It feels strange being single after a long relationship. I’m luckier than most, I suppose because I’m working pretty much seven nights a week and teaching most days. (I’m a musician) There isn’t a lot of alone time at my apartment to sit and mope – I have to work in my moping time between gigs.
Starting this new blog feels right since it is another kind of beginning. Posts aren’t flowing as easily as with The Middle Aging (the old blog) but I’m OK with that. I don’t want to force things. The posts will happen when they happen. The old blog lasted a good 5-6 years. One of the things I miss about it is when someone would view a post from several years back. Often times I would go back and reread it and it would be a good insight into the past. Hopefully one day I’ll be looking back this blog’s past posts as well.

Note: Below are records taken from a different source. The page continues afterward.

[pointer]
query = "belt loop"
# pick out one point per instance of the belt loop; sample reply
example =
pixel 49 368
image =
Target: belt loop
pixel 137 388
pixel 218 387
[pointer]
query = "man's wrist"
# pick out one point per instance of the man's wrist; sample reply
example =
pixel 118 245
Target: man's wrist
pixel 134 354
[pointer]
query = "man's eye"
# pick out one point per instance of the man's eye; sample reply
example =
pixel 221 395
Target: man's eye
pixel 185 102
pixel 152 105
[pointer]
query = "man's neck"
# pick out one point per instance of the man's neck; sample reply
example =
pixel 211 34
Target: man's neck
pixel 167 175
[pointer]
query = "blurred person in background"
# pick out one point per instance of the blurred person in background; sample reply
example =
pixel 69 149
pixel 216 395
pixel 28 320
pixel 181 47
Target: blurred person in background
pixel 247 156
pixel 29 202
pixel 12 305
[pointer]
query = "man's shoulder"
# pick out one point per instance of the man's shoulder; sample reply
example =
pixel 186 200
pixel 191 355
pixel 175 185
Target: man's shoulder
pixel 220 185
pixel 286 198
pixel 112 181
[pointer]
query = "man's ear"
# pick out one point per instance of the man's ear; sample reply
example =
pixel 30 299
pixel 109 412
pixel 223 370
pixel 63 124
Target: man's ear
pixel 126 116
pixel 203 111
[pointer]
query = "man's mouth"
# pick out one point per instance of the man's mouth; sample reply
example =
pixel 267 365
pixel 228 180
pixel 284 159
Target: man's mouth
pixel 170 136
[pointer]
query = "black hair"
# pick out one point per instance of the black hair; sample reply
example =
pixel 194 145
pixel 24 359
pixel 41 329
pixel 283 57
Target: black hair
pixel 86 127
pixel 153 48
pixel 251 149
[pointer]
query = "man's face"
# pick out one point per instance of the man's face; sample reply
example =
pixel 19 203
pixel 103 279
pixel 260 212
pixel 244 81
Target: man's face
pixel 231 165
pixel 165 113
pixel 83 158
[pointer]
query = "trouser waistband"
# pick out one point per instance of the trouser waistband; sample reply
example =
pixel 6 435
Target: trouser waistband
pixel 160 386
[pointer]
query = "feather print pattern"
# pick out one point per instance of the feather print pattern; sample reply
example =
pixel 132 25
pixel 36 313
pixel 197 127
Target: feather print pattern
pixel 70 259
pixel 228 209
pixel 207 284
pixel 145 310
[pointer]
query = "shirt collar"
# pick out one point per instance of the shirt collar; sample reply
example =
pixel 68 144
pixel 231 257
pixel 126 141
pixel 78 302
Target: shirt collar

I broke up with Mina twice, or rather she broke up with me twice. I don’t break up easily – my wife had to kick me out the door. Even though deep down I knew our marriage was dead I was stuck in a kind of relationship inertia and I couldn’t or wouldn’t make the first move. Our breaking up felt right and now my ex-wife and I are good friends and we see each other all the time. (we have three children, two of whom are grown)
I don’t think Mina and I will ever be just friends — there is too much sexual energy between us, as well as emotionally deep feelings. I try to envision a scenario in which we someday get back together, but I don’t think she will be able to forgive my sleeping with Careen. At least for a long time. She’s beautiful and smart and there is no reason she can’t meet a more stable guy than me. That is if she wants to.
I have not seen Careen since the encounter that broke Mina and I up. It’s true I’ve been super-busy but I just can’t bring myself to pursue her as a girlfriend or even a fuck-buddy. She’s very pretty and sexy so that’s not the issue. It’s just that we don’t have the chemistry and I’m the feeling the need to simplify even if it means being lonely for a little while.
The thing is, it’s not clear that Careen is all that interested in me. After all, she hasn’t texted either. It’s possible she thinks of me as a diversion and is quite happy to let things be or see me on occasion. Or…she really is into me and now she’s mad at me for not texting. I hope it’s situation A!